Colombian Indian exhibition showcases most endangered tribes

February 7, 2013

ONIC’s campaign aims to stop the imminent extinction of Colombia’s tribal peoples © Juan Pablo Gutierrez/ONIC

This page was created in 2013 and may contain language which is now outdated.

Colombian Indian organization ONIC has launched an international photography exhibition to highlight the desperate plight of Colombia’s Indigenous peoples.

The exhibition, entitled ‘Dignity’, showcases those of the country’s tribal peoples that are at risk of extinction.

ONIC now estimates that 36 tribes in Colombia are at imminent risk of becoming extinct, and many more could be wiped out in the violence that has engulfed their territories.

Colombian Indians have been some of the worst affected people in the country’s more than 50-year civil conflict that has left thousands dead and displaced many more from their lands.
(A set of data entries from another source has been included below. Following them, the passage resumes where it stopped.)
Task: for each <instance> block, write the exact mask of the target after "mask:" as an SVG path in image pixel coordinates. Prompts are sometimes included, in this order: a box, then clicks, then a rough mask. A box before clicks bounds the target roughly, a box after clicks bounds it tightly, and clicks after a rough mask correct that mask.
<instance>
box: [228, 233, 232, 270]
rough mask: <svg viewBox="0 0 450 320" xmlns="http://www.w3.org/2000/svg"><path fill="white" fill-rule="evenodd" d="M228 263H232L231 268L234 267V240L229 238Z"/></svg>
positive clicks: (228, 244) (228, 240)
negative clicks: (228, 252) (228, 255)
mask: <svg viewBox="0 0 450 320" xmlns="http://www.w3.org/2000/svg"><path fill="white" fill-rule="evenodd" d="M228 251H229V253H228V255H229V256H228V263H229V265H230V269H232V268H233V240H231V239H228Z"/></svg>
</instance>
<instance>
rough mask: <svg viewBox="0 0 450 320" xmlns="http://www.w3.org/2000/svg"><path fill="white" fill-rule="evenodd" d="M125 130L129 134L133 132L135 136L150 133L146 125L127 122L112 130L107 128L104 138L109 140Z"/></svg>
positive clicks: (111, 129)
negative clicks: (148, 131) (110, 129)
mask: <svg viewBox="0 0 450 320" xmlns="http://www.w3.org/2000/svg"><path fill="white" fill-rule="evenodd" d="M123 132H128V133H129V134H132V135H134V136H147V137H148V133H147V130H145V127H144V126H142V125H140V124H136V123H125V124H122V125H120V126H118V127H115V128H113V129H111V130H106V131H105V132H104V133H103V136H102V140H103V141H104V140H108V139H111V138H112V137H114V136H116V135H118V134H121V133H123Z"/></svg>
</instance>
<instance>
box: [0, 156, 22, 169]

Targeted by guerrilla groups, paramilitaries and government forces, many Indigenous people are confronted daily with extreme violence that makes their continued survival as peoples impossible.

Juan Pablo Gutierrez, whose photographs make up the exhibition, told Survival, ‘Bombings, armed conflict and ensuing militarization have violated the balance and harmony of Indigenous peoples’ territories… all this topped with the government’s promotion of extractive development is leading to the actual genocide of Indigenous peoples in Colombia. It’s an emergency situation as serious as it is invisible. The survival of Colombian Indigenous peoples is in all of our hands.’

Survival is supporting ONIC’s campaign to halt the extinction of Indigenous peoples and is lobbying the Colombian government to bring an end to the violence that plagues Indian land.